For much of the world, every time a person flicks on a light switch or turns on the blender, chances are that their power supply is coming, at least in part, from coal. Coal has been used as a fuel since the days of the Han Dynasty in China, around 200 BC. 39% of the world’s power comes from coal, though in the United States more than 50% of electricity production is via coal-fired power plants. In China, the world’s largest producer (and consumer) of coal, that figure is closer to 70%.
Compared to most other forms of power generation, coal is cheap and readily available. The three largest consumers of coal, China, the United States, and India, used 1.6 billion tons, 613 million tons, and 208 million tons respectively, in 2007. At the current rates of consumption, the world has enough coal to last over 200 years, possibly more.

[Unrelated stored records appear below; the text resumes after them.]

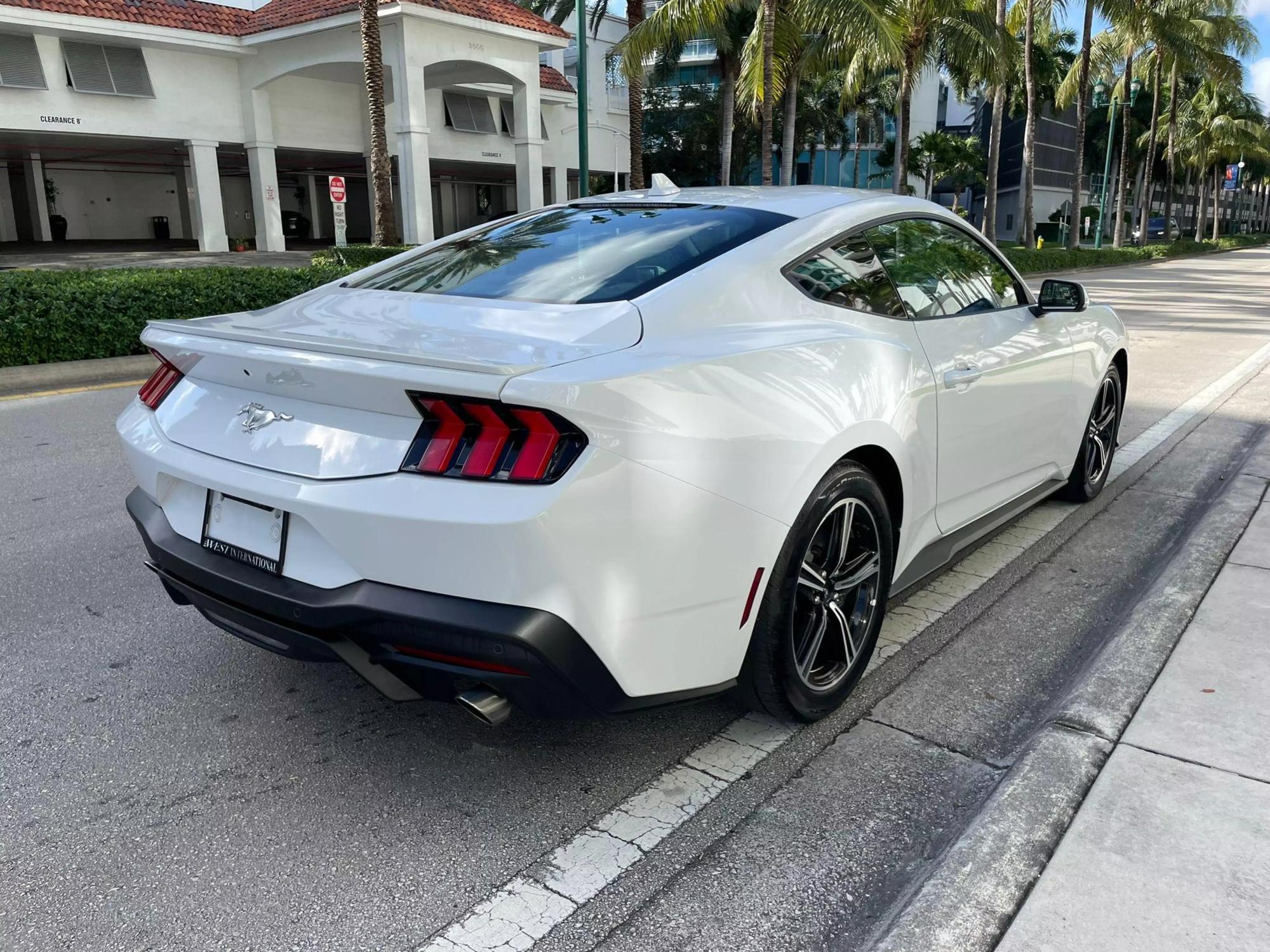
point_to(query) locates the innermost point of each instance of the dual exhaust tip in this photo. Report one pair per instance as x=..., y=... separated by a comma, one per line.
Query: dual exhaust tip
x=487, y=706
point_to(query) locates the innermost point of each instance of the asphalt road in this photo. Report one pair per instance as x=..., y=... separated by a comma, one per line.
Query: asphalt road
x=166, y=786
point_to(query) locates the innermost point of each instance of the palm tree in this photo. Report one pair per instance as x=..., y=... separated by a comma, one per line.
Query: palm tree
x=956, y=34
x=383, y=221
x=664, y=36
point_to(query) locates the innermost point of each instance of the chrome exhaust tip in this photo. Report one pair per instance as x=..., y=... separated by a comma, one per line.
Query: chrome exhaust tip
x=486, y=706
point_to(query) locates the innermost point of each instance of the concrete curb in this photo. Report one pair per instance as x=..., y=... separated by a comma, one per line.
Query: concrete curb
x=74, y=375
x=979, y=887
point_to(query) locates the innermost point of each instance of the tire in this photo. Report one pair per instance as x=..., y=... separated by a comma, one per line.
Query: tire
x=778, y=677
x=1098, y=446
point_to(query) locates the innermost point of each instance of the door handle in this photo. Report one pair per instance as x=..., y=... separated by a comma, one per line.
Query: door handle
x=962, y=375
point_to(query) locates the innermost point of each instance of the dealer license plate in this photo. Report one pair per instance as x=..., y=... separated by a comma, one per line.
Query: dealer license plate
x=246, y=531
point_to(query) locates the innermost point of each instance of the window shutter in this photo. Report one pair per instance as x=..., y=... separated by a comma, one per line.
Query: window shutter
x=114, y=70
x=87, y=67
x=129, y=72
x=20, y=63
x=483, y=117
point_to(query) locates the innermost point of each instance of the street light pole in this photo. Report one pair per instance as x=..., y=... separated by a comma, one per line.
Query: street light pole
x=1100, y=102
x=584, y=119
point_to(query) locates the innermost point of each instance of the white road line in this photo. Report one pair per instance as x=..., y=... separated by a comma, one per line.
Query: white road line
x=539, y=899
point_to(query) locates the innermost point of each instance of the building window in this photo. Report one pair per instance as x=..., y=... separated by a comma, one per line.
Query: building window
x=465, y=114
x=111, y=70
x=20, y=63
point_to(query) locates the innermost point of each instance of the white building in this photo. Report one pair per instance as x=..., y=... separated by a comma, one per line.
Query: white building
x=227, y=117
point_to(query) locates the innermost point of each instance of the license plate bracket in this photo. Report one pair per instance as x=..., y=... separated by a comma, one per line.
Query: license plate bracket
x=248, y=532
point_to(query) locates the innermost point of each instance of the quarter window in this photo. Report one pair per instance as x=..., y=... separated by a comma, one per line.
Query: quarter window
x=940, y=270
x=849, y=275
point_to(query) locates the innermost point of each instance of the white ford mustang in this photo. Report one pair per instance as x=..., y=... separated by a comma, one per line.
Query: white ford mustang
x=619, y=454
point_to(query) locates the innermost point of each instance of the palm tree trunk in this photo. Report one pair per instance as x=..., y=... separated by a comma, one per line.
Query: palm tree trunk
x=855, y=166
x=1118, y=239
x=1217, y=202
x=1083, y=112
x=1169, y=155
x=728, y=119
x=788, y=129
x=636, y=107
x=900, y=185
x=1201, y=204
x=999, y=106
x=765, y=148
x=383, y=223
x=1028, y=234
x=1151, y=152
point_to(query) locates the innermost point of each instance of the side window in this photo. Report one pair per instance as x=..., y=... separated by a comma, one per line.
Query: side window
x=849, y=275
x=943, y=271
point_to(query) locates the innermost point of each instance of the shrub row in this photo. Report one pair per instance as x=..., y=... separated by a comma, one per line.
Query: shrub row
x=354, y=257
x=73, y=315
x=1031, y=261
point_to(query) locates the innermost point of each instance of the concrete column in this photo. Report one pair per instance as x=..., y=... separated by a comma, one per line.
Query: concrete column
x=184, y=202
x=559, y=185
x=529, y=145
x=209, y=210
x=36, y=202
x=314, y=208
x=264, y=171
x=265, y=199
x=415, y=167
x=8, y=220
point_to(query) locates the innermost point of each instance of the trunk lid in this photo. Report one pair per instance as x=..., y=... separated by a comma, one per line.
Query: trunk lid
x=335, y=367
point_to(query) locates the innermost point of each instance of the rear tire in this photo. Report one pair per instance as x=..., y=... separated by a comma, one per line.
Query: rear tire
x=825, y=601
x=1098, y=446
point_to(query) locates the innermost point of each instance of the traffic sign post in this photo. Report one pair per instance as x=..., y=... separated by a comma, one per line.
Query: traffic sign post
x=338, y=194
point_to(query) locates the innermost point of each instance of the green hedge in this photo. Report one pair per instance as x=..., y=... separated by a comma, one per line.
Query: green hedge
x=73, y=315
x=1031, y=261
x=355, y=257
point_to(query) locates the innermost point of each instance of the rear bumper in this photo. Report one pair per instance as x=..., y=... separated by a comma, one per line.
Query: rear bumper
x=558, y=673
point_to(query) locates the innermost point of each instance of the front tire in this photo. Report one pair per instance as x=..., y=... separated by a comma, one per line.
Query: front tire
x=824, y=606
x=1098, y=447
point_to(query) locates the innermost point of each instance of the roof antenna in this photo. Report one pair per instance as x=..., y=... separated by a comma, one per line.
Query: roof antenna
x=662, y=186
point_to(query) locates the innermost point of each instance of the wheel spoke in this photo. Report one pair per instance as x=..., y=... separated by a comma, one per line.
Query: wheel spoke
x=841, y=539
x=812, y=578
x=806, y=657
x=863, y=568
x=849, y=645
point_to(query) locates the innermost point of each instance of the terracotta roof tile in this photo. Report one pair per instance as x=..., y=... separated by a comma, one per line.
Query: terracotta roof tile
x=554, y=79
x=233, y=22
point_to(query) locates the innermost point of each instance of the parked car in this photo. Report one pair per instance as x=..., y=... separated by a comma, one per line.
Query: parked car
x=619, y=454
x=295, y=225
x=1156, y=230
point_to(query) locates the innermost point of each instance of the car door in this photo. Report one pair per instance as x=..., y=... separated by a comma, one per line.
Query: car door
x=1003, y=375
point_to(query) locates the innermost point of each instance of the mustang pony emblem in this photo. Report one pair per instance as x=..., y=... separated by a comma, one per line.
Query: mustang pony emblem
x=258, y=418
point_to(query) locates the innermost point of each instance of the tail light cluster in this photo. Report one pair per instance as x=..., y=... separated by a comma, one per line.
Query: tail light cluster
x=486, y=440
x=161, y=384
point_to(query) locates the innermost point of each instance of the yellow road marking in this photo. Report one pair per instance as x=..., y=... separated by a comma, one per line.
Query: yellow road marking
x=74, y=390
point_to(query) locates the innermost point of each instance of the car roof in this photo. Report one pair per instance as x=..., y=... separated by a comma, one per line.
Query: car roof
x=794, y=201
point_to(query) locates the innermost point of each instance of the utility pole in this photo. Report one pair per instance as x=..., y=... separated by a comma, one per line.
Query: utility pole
x=584, y=117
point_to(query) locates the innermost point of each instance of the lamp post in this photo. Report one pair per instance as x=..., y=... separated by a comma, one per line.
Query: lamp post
x=584, y=119
x=1102, y=102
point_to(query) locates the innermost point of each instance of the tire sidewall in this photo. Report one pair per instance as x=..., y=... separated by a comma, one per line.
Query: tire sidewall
x=845, y=482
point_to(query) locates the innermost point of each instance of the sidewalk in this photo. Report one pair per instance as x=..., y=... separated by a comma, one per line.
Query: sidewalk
x=1172, y=847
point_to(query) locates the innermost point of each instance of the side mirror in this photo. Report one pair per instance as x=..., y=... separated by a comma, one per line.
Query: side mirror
x=1060, y=296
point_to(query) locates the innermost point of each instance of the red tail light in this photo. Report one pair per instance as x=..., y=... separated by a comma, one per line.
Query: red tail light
x=161, y=384
x=486, y=440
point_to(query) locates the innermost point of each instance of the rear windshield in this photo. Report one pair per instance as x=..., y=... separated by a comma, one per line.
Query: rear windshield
x=581, y=255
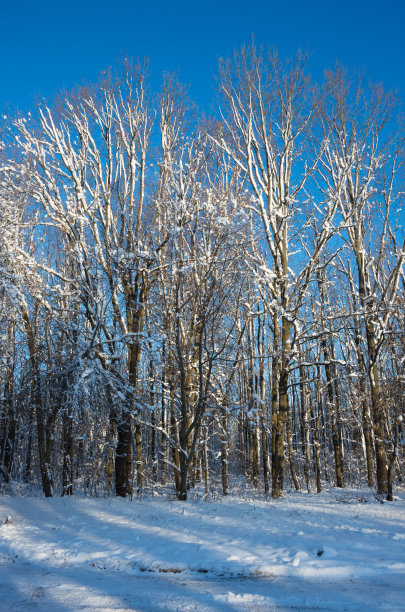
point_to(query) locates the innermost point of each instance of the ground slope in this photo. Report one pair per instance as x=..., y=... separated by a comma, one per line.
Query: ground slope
x=341, y=550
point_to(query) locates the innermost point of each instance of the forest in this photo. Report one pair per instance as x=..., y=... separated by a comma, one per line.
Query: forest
x=192, y=300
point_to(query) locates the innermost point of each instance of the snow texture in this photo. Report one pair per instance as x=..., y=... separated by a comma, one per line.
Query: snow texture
x=340, y=550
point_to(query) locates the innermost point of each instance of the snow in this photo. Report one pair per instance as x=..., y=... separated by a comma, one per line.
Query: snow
x=339, y=550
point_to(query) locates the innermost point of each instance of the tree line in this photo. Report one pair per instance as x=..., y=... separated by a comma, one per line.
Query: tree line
x=189, y=299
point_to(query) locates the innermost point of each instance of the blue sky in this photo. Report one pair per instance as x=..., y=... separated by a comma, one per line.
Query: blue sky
x=47, y=46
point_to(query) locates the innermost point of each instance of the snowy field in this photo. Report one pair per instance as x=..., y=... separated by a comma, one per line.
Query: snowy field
x=340, y=550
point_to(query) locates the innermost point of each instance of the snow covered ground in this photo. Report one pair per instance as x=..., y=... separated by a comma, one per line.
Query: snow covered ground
x=340, y=550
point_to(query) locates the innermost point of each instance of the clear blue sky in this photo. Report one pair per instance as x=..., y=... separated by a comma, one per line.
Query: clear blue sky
x=46, y=46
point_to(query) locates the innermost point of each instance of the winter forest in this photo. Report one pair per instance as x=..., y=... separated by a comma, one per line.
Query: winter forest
x=191, y=300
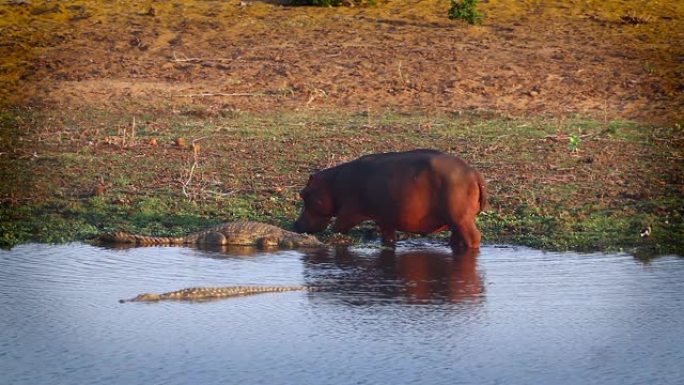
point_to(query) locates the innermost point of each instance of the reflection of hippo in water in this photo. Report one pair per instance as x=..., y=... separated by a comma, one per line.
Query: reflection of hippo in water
x=422, y=192
x=419, y=275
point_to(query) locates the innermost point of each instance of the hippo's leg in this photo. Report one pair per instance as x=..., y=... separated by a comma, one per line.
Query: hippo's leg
x=389, y=236
x=465, y=234
x=213, y=238
x=346, y=219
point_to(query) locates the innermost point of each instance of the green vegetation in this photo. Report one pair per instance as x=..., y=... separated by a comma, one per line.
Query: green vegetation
x=465, y=10
x=250, y=166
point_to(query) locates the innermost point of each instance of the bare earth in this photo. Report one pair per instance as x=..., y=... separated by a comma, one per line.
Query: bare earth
x=603, y=59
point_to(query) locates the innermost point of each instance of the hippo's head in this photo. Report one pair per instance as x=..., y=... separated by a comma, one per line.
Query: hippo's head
x=319, y=206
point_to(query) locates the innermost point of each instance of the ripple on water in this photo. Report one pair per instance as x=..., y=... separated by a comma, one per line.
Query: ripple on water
x=420, y=314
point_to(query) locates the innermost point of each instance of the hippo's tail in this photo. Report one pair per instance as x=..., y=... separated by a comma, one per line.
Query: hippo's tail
x=483, y=191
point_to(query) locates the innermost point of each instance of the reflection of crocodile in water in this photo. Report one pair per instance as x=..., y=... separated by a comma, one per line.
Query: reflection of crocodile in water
x=209, y=293
x=230, y=233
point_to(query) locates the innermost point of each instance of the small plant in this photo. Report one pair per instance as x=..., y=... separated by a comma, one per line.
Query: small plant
x=573, y=144
x=465, y=10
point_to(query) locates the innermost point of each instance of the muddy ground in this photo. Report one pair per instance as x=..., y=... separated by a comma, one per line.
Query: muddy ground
x=606, y=59
x=95, y=93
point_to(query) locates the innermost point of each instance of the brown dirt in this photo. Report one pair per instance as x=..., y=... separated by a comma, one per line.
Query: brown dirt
x=606, y=59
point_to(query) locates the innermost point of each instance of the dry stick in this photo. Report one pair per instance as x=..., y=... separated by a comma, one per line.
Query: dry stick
x=222, y=94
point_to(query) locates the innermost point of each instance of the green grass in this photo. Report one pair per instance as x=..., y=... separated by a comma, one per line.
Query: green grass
x=252, y=166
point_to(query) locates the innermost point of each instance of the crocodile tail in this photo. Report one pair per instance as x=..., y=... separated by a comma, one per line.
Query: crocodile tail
x=123, y=237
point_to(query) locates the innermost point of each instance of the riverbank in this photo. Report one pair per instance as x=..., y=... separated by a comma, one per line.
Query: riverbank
x=554, y=184
x=166, y=117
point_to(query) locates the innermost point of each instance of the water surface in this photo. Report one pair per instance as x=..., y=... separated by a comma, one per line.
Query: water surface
x=418, y=315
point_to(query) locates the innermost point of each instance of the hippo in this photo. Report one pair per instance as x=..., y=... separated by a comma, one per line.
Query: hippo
x=419, y=191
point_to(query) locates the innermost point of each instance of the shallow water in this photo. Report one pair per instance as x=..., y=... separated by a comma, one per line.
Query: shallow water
x=418, y=315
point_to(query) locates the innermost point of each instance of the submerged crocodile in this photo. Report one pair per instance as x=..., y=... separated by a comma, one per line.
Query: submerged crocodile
x=239, y=233
x=209, y=293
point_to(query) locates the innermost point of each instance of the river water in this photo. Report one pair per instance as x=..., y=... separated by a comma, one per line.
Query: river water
x=419, y=315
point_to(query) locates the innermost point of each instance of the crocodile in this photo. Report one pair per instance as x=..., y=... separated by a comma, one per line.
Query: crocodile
x=210, y=293
x=240, y=233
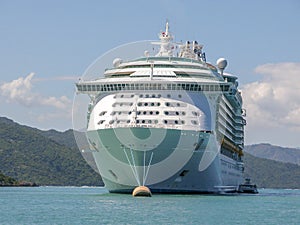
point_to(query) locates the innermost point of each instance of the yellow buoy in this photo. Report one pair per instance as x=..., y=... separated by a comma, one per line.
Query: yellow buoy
x=141, y=191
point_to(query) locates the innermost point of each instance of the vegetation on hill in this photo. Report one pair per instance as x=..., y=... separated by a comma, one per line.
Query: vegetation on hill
x=6, y=181
x=271, y=174
x=277, y=153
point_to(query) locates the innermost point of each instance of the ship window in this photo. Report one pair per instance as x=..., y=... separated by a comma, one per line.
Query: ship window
x=102, y=113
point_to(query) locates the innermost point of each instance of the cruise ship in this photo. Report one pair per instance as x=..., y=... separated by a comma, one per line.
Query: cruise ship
x=170, y=121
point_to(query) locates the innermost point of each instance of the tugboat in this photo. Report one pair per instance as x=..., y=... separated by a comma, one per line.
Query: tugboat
x=247, y=187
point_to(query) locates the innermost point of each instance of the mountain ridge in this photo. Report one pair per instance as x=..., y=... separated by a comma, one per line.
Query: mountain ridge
x=52, y=158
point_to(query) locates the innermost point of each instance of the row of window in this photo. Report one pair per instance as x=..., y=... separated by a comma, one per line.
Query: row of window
x=152, y=86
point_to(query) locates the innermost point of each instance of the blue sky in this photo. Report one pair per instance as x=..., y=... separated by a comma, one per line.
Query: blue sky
x=58, y=40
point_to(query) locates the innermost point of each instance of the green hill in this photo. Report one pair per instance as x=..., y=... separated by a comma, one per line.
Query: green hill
x=6, y=181
x=28, y=154
x=52, y=158
x=270, y=173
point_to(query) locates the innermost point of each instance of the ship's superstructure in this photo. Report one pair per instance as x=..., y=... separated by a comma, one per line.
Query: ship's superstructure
x=172, y=122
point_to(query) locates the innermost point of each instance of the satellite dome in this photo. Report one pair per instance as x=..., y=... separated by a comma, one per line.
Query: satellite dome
x=117, y=62
x=221, y=63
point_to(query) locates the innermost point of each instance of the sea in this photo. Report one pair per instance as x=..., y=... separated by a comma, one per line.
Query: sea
x=94, y=205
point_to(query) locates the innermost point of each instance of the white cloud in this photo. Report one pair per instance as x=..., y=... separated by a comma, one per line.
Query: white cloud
x=274, y=101
x=20, y=91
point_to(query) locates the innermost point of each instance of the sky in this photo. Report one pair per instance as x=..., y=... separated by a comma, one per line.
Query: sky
x=45, y=46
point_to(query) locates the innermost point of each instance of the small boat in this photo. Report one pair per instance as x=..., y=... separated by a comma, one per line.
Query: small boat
x=247, y=187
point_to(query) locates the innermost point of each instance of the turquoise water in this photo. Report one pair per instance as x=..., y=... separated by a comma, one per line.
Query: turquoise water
x=75, y=205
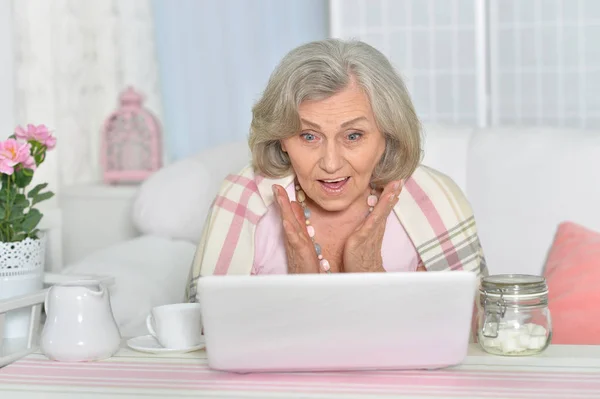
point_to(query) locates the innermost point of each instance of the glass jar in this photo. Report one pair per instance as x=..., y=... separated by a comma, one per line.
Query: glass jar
x=513, y=315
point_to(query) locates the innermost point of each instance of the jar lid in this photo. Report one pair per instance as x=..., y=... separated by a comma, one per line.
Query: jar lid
x=514, y=284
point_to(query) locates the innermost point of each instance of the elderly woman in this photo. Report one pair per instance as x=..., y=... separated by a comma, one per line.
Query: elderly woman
x=335, y=184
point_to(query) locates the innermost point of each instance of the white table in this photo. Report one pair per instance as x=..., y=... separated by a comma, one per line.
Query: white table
x=562, y=372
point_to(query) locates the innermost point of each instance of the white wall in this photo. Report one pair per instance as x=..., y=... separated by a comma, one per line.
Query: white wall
x=6, y=70
x=432, y=43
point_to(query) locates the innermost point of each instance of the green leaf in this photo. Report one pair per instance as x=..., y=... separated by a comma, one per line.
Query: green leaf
x=42, y=197
x=23, y=177
x=21, y=201
x=32, y=219
x=36, y=190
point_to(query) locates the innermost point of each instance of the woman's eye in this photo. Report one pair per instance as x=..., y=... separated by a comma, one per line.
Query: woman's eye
x=354, y=136
x=308, y=136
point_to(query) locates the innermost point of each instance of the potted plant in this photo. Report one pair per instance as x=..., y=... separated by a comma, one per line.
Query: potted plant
x=22, y=248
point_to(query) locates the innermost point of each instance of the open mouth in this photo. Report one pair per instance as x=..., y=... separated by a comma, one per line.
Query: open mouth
x=334, y=185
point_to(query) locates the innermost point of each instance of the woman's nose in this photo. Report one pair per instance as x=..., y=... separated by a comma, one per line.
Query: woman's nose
x=332, y=159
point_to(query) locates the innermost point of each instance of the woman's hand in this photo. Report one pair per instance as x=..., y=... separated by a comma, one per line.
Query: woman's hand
x=300, y=251
x=362, y=252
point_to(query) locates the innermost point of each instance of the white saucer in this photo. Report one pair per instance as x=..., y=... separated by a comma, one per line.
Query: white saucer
x=149, y=344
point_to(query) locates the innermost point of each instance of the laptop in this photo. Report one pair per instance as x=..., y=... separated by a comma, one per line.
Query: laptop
x=337, y=322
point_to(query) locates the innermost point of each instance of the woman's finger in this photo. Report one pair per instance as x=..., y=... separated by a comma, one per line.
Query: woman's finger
x=284, y=205
x=384, y=206
x=298, y=213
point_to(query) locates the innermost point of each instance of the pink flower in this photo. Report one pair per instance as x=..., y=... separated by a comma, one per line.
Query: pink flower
x=13, y=153
x=38, y=133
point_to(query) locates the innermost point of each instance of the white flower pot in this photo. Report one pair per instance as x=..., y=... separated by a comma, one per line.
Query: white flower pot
x=21, y=273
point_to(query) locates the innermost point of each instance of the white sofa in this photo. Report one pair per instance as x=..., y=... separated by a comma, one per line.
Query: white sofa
x=522, y=182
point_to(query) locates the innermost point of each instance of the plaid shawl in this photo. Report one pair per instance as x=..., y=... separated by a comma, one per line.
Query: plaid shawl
x=431, y=207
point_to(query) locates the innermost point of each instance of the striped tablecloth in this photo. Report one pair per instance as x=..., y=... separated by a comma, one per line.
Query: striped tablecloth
x=562, y=372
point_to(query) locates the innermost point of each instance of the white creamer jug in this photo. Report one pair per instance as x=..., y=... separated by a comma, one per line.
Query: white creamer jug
x=80, y=325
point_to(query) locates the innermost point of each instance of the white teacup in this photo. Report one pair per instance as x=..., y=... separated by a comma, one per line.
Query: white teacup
x=176, y=326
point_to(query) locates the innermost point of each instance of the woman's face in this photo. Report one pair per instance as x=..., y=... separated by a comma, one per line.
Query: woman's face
x=337, y=149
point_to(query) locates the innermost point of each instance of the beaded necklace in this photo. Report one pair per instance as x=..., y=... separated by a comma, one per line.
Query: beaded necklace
x=301, y=198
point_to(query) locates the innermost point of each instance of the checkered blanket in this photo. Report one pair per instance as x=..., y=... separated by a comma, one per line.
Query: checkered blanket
x=433, y=210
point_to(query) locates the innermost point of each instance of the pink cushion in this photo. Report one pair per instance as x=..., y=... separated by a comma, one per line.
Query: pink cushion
x=573, y=274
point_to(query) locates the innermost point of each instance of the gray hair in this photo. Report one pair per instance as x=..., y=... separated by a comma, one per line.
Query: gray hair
x=318, y=70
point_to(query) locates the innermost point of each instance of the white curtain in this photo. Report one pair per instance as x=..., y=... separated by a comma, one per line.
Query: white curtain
x=71, y=60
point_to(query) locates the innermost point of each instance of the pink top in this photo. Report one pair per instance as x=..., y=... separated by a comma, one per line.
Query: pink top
x=398, y=251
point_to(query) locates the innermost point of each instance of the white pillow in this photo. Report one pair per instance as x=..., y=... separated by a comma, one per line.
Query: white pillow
x=174, y=201
x=148, y=271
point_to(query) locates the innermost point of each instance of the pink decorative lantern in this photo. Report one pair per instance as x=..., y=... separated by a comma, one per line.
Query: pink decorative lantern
x=131, y=142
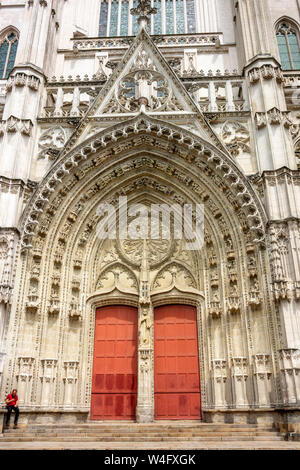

Of course, coal is a fossil fuel, which takes millions of years to form, and like oil, it has other uses rather than simply burning it. Beyond that, though, the production and consumption of coal is an incredibly harmful process, for the planet and for all living things, especially humans.
Let’s take a look at coal, from the ground up. We are rearranging the surface of the planet in order to get at the coal underneath. In the Appalachians, they are removing the tops of entire mountains and filling in the valleys. In the western states and provinces, they simply scrape off the top of the ground, pull out the coal with giant excavators, and then dump the leftovers back in and call it “reclaimed”. Surface mining of coal completely eliminates existing vegetation, displaces and destroys wildlife and their habitat, and to some degree permanently changes the general topography of the area mined.
In China alone, over 6,000 people die every year while mining coal. The United States has a much better safety record, but even there 50 or more people die every year in mining accidents. Coal mining is one of the more dangerous occupations available.
Even after the coal is burned it still affects the land. The leftover ash, hundreds of millions of tons per year, has to be disposed of. These ashes actually release far more radiation than any operating nuclear power plant. Ash is often stored mixed with water in a coal slurry, which is contained in ponds and closed valleys. Sometimes these burst, with disastrous results.
Coal-fired power plants are the single largest source of greenhouse gas emissions, and the primary contributor to acid rain. Each year, more than 3 billion tons of carbon are released by coal-burning power plants around the world. Sometimes as soot, but far more often as carbon dioxide. The immediate health effects are estimated by the World Health Organization (WHO) to kill upwards of one million people every year.
How many people are killed, or will be killed, or even “just” economically displaced by global climate change is unknown, but the WHO estimates deaths at approximately 150,000 per year.
When you stop to consider the amount of damage caused by burning coal, the number of lives lost, and people displaced, or the numbers of wild species endangered by global climate change, the true cost of coal starts to emerge. In fact, the cost is so high, that coal use verges on the criminal. Despite how cheap and easy it may seem, the sooner the world phases out coal, the better for everyone.